Good catch, your example seems to be correct.

> page 4, line -2: on line 8 -> on line 9

Fixed.

> page 5, line 6: \beta r_1 + d_0 -> \beta r'_1 + d_0

Fixed.

> For the case R' < 0, you did not prove the lower bound for r'_1 <= d_1 - 2,
> and did not prove the upper bound for r'_1 >= d_1 - 1.

I probably thought they were "trivial", but I have to double check, and
say something about it.

> Case R' >= 0: if the -\beta term is replaced by -(\beta-1), then all I can get
> is r_1 <= \beta - d_1 - 1.

That is problematic, for this case, we really need that r_1 + (d_1 + 1)
doesn't overflow. I think we need to strengthen the proof to get a
-\beta term, and possibly single out any problematic special cases.

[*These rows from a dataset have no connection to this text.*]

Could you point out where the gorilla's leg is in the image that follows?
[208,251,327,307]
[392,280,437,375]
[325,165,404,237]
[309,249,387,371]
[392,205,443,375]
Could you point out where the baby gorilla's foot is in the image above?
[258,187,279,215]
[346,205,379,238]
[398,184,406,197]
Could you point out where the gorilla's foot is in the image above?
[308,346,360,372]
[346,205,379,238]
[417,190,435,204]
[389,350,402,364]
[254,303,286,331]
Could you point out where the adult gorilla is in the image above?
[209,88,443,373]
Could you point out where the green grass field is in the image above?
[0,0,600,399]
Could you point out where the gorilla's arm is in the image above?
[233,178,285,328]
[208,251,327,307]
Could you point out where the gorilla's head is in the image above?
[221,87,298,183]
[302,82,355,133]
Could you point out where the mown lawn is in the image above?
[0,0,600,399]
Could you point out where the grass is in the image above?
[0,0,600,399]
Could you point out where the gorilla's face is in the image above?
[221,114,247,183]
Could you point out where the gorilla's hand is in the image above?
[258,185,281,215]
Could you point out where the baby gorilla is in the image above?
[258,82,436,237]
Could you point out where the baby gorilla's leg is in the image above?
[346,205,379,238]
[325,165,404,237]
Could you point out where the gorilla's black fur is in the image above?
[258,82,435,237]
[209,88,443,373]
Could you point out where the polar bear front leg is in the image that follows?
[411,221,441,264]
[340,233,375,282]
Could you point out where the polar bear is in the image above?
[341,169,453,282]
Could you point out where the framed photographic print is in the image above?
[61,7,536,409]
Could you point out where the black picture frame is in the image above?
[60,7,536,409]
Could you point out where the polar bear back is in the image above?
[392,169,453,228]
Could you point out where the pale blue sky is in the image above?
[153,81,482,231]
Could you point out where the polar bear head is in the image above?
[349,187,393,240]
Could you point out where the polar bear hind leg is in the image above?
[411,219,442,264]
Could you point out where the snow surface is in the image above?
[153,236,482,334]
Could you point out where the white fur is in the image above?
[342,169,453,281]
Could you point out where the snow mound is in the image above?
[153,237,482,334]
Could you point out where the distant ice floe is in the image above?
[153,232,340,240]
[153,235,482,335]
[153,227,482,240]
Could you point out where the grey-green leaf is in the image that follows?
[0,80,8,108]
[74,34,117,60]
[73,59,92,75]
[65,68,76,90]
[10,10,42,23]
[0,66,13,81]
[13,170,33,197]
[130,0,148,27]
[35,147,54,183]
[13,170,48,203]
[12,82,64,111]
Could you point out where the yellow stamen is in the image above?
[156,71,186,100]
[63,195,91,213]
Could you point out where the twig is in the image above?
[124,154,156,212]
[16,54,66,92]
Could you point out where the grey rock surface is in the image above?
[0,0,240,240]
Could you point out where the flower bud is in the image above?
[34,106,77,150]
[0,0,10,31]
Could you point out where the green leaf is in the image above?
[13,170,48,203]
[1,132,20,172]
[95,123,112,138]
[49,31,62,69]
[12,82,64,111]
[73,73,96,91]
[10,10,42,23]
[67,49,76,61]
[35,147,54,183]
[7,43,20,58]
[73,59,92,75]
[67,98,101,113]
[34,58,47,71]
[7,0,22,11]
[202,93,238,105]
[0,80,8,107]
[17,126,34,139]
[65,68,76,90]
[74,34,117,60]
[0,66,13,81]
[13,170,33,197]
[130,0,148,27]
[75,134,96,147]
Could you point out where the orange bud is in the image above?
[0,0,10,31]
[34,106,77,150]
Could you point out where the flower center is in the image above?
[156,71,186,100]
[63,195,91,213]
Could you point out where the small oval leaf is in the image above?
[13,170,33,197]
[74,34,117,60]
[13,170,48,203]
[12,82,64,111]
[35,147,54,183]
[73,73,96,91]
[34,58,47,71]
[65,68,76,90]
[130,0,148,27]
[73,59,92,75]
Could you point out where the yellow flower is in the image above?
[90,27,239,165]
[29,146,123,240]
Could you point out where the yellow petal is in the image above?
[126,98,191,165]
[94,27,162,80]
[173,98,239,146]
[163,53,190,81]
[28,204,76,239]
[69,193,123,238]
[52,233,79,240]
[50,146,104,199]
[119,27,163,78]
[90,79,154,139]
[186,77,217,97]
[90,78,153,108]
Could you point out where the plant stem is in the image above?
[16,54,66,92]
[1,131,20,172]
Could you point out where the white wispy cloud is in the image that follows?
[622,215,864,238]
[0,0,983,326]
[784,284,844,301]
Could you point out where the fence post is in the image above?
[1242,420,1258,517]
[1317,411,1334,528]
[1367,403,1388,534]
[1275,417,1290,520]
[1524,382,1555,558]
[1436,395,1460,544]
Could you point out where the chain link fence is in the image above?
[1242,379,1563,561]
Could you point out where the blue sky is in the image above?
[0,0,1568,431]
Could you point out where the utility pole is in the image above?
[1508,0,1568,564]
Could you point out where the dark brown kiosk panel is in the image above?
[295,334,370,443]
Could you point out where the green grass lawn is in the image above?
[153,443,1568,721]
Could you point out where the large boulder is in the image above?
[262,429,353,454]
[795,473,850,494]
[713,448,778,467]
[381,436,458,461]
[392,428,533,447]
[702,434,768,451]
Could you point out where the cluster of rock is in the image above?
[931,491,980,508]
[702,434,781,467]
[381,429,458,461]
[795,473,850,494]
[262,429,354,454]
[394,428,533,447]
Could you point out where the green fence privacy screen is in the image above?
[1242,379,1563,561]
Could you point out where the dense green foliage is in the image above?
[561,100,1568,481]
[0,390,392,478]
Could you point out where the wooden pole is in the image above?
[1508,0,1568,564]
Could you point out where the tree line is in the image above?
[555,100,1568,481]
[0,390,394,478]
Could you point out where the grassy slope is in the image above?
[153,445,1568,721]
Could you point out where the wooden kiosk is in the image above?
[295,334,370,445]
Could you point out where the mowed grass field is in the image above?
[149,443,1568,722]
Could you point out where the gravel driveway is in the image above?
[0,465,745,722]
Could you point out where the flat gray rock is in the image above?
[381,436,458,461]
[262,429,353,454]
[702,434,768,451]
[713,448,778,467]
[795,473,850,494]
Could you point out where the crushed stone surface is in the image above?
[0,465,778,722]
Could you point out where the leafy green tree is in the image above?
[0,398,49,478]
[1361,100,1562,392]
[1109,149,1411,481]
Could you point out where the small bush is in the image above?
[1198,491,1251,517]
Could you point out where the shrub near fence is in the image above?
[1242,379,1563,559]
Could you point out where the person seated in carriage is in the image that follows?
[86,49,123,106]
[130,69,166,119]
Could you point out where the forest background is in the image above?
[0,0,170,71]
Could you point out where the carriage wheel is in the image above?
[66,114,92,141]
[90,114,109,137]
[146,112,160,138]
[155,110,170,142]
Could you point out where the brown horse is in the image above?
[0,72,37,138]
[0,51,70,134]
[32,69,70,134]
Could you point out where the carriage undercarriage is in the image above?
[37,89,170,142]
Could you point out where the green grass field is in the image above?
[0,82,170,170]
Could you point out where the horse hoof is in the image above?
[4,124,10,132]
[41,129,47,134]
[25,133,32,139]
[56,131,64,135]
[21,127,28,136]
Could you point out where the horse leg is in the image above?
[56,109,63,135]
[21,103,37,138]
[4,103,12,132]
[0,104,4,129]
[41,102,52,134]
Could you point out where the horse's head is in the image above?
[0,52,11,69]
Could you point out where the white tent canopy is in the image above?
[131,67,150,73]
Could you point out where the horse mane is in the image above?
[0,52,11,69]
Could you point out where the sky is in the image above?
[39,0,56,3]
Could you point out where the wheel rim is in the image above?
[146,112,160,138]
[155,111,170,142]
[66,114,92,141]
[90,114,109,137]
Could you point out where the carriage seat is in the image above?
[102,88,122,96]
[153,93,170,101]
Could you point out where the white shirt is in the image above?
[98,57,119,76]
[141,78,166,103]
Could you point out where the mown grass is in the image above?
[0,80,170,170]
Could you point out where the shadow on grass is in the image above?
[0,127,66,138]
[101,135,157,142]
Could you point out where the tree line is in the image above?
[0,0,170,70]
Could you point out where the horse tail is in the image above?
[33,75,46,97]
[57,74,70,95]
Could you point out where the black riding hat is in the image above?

> I wonder whether we can get rid of that term, or always subtract -1.
> In the latter case (assuming the proof with the p_0 > 0 extra term is correct),
> the only problem would be when p_0 = 0.

I have looked at that, so far without success. If I remember correctly,
always subtracting -1 can be treated in the analysis as extending the
single-word range for r_0 to 0 <= r_0 <= \beta. But that breaks the
analysis of the  R' < 0 case. We have

{r_1, r_0}  >=  q_0 \beta

We want to conclude r_1 >= q_0, but that no longer holds if we allow r_0
= \beta. To make it work, we'd need to streighten the lower bound

R' >= q_0 \beta - \beta^2

Hmm... but from another look at the proof from , seems to give us
strict inequality

R' > q_0 \beta - \beta^2

with no extra effort. So maybe we can do that.

So we really should redo the proof from  in the current setting, and
prove the bounds we need. Which seems to be

R' < max (\beta^2 - D, q_0 \beta) - \beta
R' >= - D
R' > q_0 \beta - \beta^2

While the current arguments don't rule out equality.

Thanks for the careful review! Updated version (with all the things that
were easy to fix) at
https://www.lysator.liu.se/~nisse/misc/schoolbook-divappr.pdf

Regards,
/Niels

--
Niels Möller. PGP-encrypted email is preferred. Keyid 368C6677.
Internet email is subject to wholesale government surveillance.